Diller and her partners also developed a plan to turn the High Line, an abandoned (since 1980) elevated railroad spur stretching 1.45 miles along Manhattan’s Westside, into basically a suspended park. In 2001, then-mayor Giuliani proposed to demolish it, but a grassroots group opposed the decision. In the meantime, it had become a sort of suspended wilderness, evolving an ecosystem of flora and birds, that most Newyorkers didn't even know existed. Diller's plan: put in paving elements (for people to be able to access the High Line without destroying the planting areas). It shoud be completed in the next two years (currently they are starting remediation, because the soil is toxic). The idea is that where once trains sped away, there will be place for leisurely strolls in an "agritectural" environment (a blend of architecture and nature). Here (picture from the NY Times) is how it looks today:
My friend Paola Antonelli is next on stage. She's the curator of architecture and design at the Museum of Modern Art in New York (MoMA). She's also the author of a book called "Humble masterpieces: everyday marvels of design" and an exhibition of the same name (which was shown at MoMa in 2004 and is now on display in the foyer of TED -- from Chupa Chup lollipops to Legos to zippers and Scotch tape).

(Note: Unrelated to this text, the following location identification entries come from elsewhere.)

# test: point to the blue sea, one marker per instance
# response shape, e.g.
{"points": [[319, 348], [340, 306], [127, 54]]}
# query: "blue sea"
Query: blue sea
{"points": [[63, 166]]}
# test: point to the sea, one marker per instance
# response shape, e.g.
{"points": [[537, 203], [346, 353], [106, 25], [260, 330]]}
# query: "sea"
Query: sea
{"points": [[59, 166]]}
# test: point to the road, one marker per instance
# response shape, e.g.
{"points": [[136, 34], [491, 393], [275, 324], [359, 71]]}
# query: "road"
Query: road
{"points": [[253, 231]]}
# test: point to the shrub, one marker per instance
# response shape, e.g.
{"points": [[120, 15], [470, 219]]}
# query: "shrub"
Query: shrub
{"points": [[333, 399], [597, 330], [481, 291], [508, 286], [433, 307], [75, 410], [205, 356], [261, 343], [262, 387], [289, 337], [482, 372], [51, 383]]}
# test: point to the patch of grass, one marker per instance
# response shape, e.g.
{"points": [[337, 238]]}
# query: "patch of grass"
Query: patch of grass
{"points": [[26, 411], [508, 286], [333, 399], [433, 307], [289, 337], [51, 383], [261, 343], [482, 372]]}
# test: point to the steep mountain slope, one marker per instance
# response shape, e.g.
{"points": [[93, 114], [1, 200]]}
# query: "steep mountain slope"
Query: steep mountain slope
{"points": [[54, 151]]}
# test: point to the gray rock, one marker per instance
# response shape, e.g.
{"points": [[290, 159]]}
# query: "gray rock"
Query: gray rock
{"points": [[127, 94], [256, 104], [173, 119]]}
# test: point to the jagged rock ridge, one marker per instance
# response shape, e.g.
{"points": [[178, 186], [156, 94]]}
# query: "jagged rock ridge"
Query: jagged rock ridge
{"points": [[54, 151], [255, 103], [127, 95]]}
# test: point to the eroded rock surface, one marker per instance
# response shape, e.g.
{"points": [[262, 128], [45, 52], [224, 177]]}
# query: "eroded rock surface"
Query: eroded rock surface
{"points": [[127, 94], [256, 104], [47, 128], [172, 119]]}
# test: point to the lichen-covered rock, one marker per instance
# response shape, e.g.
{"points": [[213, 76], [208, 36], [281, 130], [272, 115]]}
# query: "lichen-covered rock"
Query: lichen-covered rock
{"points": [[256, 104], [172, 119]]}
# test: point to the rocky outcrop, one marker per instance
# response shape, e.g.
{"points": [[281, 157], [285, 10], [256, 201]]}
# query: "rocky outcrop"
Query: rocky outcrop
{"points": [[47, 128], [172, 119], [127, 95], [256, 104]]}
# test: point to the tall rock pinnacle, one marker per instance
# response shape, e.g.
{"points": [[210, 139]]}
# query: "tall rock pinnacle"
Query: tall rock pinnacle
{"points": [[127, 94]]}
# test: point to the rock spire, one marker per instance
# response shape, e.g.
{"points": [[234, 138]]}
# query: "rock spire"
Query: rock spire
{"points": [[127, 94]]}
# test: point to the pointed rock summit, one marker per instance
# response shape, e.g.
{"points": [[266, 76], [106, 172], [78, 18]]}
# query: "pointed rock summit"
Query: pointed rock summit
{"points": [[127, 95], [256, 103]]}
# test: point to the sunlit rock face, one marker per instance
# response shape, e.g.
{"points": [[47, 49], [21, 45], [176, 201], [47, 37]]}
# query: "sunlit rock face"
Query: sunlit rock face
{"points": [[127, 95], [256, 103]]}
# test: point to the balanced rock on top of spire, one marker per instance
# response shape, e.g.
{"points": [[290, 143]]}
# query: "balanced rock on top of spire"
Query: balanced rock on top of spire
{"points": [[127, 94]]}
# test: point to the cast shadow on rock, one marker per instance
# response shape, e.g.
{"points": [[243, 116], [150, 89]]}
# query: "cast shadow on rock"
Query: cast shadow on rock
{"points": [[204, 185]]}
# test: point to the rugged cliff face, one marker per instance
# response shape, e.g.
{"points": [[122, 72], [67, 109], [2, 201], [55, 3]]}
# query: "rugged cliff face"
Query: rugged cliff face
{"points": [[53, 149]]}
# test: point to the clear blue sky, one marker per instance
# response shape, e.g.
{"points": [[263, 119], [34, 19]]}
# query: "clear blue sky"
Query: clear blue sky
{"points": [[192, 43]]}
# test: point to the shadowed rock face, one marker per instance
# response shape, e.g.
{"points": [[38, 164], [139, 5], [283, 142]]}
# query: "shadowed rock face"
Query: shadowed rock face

I'm Italian, and in Italy design is normal, she says. NY has another kind of knack: for contemporary art. But design for some reason is still misunderstood for decoration. What many people think in NY when I say "design" is overdesigned interior decoration, they think of somebody choosing fabric. Design is also figuring out a more usable gas mask in an Israeli academy, for example. However cruel you can think this is, it's great design. What I've been doing at MoMA since the beginning is to try to see what's going on in the world and harness the power of MoMA to make things better. She briefly tells about several exhibits she organized at MoMA, then runs through a series of design examples to underscore that design uses whatever tool at its disposal in order to make a point. She shows a South-African "suit for subversion" (a big heart-shaped red suit to wear during demonstrations); a Faraday chair (to rest escaping electromagnetism -- picture at right) and more. The show she's working on now: about the relations between design and science. A way to increase "understanding of design as an instruction, as a direction, rather than a prescription of form".
The session ends with Dan Shine of AMD, who announces the creation of a 250'000 USD Open Architecture Prize (in relation to yesterday's launch of the Open Architecture Network) for the creation of community Internet centers.